Here’s something I’ve been mulling around. Often in programming you hit a situation where you have to choose two paths:
- The 15 minute fix
- The 30 day fix (+30 days of repercussions)
I know, I know, that’s a gross generalization but it’s related to the tension between speed and sustainability in software development. I’ll explain a bit further…
The 15 minute fix
The fifteen minute fix is the most direct way to solve the problem. A hard-coded value, installing a third-party library, adding another prop, or introducing a manual process to get the job done. You don’t have time to find the right abstraction, to write it yourself, think through all the edge cases, or automate the process. But deep in the back of your mind, you know that you made a compromise…

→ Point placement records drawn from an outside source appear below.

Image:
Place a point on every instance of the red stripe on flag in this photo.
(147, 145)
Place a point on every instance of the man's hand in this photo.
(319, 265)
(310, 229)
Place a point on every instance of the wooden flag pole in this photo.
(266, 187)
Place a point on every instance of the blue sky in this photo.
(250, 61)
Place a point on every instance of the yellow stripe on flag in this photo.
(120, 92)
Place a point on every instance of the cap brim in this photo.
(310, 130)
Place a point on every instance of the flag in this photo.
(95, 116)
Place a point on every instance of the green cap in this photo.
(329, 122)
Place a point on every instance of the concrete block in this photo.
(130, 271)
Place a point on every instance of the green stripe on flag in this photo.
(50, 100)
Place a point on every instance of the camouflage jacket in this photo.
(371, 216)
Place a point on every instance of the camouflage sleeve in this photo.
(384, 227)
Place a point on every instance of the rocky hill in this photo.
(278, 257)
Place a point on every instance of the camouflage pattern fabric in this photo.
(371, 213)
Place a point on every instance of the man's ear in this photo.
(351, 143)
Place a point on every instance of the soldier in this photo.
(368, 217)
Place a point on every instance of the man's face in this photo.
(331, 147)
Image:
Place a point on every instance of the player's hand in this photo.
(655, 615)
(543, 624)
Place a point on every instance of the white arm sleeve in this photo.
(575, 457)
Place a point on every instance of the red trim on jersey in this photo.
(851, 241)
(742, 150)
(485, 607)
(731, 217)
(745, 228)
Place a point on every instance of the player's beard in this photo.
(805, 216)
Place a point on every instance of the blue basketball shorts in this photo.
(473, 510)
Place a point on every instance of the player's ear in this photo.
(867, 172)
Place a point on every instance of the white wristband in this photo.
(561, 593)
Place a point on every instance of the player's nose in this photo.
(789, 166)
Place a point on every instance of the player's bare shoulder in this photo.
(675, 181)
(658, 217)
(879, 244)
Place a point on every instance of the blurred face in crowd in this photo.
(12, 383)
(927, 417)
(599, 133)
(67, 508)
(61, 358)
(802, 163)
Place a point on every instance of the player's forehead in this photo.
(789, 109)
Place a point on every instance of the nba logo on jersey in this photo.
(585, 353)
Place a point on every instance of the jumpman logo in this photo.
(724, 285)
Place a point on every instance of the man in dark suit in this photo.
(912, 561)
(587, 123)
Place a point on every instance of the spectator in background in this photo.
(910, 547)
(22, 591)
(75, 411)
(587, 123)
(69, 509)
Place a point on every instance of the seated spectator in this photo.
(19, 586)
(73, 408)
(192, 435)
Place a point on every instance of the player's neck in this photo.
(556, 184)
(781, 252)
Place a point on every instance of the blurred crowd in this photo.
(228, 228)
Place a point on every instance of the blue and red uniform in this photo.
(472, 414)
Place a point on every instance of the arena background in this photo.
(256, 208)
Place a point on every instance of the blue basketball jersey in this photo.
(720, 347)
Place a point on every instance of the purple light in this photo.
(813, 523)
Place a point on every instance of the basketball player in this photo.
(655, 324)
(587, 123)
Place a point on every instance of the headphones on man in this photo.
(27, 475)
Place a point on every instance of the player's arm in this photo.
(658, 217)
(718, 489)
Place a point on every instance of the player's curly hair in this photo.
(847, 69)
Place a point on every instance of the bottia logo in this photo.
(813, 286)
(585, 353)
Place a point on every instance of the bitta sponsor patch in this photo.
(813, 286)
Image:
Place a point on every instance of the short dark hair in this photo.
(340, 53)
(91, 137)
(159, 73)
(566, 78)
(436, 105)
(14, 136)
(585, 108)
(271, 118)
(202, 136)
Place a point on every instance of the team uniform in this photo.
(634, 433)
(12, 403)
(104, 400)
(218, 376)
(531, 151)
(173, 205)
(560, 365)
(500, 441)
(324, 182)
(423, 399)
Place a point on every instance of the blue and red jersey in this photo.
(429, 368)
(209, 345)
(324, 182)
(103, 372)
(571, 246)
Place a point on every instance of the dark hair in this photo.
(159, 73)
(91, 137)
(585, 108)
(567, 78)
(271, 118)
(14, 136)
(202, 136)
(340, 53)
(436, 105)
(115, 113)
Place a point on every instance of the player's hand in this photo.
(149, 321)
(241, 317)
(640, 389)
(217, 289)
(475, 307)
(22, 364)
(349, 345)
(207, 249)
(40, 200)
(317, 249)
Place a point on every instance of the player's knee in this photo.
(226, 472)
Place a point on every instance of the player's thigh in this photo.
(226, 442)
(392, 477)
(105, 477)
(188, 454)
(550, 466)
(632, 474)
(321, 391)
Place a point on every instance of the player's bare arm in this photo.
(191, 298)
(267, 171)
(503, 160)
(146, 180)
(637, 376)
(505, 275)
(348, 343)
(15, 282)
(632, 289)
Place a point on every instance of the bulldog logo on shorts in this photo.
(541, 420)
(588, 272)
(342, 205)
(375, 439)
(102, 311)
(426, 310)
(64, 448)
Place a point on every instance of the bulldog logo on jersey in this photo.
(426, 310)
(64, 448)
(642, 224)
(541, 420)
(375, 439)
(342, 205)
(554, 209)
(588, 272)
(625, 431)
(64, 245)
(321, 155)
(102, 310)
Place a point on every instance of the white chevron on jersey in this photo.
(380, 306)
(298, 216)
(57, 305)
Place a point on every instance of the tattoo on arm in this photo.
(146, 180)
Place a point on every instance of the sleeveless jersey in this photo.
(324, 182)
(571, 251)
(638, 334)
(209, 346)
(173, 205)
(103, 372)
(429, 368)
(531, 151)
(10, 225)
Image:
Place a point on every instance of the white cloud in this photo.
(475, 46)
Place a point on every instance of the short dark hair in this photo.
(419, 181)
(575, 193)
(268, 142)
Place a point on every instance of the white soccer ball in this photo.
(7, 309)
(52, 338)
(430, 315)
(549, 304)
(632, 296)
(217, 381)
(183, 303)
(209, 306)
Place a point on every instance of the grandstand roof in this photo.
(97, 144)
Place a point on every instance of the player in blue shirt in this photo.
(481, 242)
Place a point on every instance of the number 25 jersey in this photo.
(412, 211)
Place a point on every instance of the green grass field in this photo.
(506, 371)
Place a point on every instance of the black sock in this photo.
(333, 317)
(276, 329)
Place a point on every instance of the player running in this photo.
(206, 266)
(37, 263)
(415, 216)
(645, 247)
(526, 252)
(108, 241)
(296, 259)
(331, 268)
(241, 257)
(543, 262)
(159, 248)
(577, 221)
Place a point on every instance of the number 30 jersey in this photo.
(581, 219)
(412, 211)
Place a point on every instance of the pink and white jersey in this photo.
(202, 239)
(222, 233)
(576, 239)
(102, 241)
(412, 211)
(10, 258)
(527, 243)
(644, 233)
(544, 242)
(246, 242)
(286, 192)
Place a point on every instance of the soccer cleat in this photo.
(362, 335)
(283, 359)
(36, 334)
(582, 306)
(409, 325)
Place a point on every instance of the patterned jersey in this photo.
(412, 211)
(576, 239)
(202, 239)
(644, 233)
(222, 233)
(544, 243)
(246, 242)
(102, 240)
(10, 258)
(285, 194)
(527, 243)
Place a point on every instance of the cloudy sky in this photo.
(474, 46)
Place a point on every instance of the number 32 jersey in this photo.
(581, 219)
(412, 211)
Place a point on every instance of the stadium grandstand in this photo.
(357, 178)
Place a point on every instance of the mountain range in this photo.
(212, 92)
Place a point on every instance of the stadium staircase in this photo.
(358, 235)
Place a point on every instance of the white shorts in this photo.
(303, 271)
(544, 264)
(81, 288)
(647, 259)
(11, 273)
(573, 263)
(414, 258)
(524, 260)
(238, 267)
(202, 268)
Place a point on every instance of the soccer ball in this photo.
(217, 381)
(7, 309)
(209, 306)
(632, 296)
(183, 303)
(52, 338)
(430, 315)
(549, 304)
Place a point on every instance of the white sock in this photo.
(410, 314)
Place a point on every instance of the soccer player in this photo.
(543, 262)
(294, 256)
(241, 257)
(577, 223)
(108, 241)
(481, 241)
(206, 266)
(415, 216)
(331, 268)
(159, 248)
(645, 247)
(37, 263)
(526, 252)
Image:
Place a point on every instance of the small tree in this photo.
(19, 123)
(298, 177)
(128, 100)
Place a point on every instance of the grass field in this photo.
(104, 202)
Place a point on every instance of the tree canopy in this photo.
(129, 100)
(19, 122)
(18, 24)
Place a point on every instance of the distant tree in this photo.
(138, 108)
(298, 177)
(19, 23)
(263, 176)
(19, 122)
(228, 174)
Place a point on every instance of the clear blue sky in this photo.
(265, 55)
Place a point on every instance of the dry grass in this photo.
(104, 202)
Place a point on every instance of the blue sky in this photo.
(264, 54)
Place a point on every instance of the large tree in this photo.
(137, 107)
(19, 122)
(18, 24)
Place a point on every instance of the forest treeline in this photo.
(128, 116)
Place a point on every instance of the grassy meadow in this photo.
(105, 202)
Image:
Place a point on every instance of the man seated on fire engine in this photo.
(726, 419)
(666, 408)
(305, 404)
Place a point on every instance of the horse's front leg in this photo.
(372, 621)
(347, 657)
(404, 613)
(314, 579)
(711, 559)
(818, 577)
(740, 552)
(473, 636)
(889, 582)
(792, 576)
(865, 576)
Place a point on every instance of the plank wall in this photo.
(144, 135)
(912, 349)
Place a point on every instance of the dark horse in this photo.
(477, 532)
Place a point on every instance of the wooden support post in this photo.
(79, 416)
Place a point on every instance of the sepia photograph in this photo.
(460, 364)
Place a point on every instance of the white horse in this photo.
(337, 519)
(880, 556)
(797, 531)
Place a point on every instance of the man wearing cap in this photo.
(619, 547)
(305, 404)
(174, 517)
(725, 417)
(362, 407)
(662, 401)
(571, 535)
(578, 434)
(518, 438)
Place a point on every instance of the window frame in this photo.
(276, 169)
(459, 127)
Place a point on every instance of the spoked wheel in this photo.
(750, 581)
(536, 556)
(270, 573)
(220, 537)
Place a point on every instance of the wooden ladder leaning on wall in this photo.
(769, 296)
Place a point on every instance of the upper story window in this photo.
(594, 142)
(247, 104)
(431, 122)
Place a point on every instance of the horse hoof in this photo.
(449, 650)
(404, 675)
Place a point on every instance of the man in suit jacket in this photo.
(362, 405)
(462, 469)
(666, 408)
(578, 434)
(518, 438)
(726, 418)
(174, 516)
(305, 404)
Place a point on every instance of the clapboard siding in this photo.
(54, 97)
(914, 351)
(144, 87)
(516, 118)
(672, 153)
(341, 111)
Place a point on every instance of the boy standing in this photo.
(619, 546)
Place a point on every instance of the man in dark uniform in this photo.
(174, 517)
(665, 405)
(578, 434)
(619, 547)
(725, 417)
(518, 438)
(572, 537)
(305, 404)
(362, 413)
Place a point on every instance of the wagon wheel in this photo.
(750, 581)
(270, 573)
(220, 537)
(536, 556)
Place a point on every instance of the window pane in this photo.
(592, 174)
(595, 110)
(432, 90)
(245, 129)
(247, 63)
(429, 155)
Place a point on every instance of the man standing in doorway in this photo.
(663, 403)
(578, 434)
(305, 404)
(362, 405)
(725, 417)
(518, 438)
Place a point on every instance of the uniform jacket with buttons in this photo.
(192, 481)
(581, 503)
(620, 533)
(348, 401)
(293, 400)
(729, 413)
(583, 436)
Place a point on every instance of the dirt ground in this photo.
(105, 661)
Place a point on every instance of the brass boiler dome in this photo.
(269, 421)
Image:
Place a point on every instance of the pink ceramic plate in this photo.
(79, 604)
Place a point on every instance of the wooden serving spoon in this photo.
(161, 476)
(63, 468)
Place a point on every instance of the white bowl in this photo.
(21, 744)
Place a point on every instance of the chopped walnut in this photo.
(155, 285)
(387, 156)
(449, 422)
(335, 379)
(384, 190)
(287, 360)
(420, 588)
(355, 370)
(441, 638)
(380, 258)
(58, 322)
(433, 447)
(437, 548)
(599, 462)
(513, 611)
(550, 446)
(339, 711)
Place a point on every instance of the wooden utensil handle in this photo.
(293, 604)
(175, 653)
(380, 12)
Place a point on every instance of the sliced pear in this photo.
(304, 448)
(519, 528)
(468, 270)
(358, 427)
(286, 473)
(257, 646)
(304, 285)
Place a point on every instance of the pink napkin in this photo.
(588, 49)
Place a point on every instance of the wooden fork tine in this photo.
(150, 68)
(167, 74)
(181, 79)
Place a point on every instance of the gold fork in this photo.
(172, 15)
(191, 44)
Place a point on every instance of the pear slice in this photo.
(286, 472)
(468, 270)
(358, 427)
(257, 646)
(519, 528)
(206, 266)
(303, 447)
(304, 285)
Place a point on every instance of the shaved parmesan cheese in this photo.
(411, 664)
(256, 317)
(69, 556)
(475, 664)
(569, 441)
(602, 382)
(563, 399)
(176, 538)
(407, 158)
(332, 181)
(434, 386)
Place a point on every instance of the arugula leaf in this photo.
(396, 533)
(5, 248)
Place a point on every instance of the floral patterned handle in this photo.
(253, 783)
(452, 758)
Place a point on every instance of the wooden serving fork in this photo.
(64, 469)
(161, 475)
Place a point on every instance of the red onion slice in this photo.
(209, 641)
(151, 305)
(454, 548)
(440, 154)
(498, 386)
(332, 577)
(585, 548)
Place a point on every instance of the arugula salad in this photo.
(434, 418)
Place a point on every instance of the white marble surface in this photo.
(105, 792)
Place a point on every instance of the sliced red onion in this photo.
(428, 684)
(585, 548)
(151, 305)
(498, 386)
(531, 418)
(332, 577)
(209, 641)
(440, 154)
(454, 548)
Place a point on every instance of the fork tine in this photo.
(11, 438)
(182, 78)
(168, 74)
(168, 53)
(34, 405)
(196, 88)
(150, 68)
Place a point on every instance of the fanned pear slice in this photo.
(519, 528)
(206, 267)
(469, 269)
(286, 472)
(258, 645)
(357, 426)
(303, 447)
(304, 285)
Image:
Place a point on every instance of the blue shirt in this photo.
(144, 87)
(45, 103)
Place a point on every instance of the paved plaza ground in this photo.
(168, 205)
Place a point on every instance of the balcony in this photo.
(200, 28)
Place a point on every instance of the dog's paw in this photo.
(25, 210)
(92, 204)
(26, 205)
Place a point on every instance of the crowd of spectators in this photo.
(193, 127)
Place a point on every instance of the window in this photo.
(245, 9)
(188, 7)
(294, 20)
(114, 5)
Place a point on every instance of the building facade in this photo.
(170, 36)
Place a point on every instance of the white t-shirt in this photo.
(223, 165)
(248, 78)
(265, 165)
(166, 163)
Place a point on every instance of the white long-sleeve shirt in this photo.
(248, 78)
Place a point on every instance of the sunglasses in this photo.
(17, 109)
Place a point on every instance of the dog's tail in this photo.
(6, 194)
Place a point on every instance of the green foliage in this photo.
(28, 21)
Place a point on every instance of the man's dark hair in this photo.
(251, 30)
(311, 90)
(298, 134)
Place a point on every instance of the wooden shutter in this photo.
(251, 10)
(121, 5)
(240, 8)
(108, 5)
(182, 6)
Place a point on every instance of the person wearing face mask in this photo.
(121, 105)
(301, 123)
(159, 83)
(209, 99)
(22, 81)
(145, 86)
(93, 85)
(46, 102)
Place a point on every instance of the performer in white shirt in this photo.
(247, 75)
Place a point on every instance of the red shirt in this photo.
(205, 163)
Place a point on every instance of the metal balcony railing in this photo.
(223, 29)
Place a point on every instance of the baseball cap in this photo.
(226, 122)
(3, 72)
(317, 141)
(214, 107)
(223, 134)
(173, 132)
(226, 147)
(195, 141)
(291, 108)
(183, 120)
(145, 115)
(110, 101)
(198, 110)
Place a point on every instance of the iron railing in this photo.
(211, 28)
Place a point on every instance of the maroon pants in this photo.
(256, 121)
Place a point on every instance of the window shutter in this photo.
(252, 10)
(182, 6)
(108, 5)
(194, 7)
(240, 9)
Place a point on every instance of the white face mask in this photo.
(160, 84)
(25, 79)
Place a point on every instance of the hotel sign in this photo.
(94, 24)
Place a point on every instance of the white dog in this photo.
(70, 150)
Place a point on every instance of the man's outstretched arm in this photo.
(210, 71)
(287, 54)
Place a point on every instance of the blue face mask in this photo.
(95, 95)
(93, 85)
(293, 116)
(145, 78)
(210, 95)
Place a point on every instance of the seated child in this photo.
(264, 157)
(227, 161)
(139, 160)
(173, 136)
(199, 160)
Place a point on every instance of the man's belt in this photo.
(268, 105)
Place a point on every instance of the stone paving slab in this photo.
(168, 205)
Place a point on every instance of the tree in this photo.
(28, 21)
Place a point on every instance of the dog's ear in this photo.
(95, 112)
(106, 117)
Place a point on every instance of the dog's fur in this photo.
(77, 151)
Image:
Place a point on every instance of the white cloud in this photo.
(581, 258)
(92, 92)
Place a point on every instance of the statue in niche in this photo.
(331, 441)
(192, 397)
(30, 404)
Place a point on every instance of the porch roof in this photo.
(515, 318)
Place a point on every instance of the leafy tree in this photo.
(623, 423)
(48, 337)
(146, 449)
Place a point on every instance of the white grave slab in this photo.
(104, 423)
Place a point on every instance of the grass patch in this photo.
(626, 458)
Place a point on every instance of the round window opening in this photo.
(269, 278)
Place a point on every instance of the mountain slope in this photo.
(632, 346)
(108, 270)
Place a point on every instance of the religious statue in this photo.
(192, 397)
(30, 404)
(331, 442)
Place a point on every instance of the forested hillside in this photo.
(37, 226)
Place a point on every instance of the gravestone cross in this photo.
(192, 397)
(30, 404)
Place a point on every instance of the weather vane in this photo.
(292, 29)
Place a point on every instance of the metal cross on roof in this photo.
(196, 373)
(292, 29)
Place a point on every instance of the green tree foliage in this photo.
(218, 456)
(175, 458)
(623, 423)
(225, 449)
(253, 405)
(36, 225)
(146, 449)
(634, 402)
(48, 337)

Sometimes the compromise is worth it. Meeting a deadline, not over-thinking code, avoiding a maintenance burden, a lot of “unknown unknowns”, or simply finding the relief of getting something off your plate. Life is full of compromises and codebases full of tradeoffs.
The 30 day fix
The 30 day fix is a more thoughtful abstraction. It takes a much larger chunk of time but —with the right amount of consideration and discussion— you stand a better chance at architecting and building a scalable solution in one shot. More robust, less glue code, less manual switch-flipping or knowledge transfer, a healthier baseline for the codebase going forward.
There’s a feeling of relief when the 30 day fix lands. Technical debt paid down, an organized kitchen pantry, and the codebase now reflects your current understanding of the problem. Adding a line of code doesn’t feel like the whole project will topple over.
But… the 30 day fix also has a hidden cost in the form of an extra 30 days of fixing the repercussions introduced by the fix itself. Breaking a test suite, an unintended side-effect, a broken layout, or a new API that leads to combing through the entire codebase to upgrade all the props to the new schema. There’s always a need to refactor a critical component to make it all work error-free.
30 days is a long time for a codebase. 60 days even more. Surely it’s cheaper to keep applying 15 minute fixes, right? Well… can I tell you a secret? Unless a small miracle happens (or your product never grows), you almost always end up needing the 30 day fix. The shortcut works for a short while.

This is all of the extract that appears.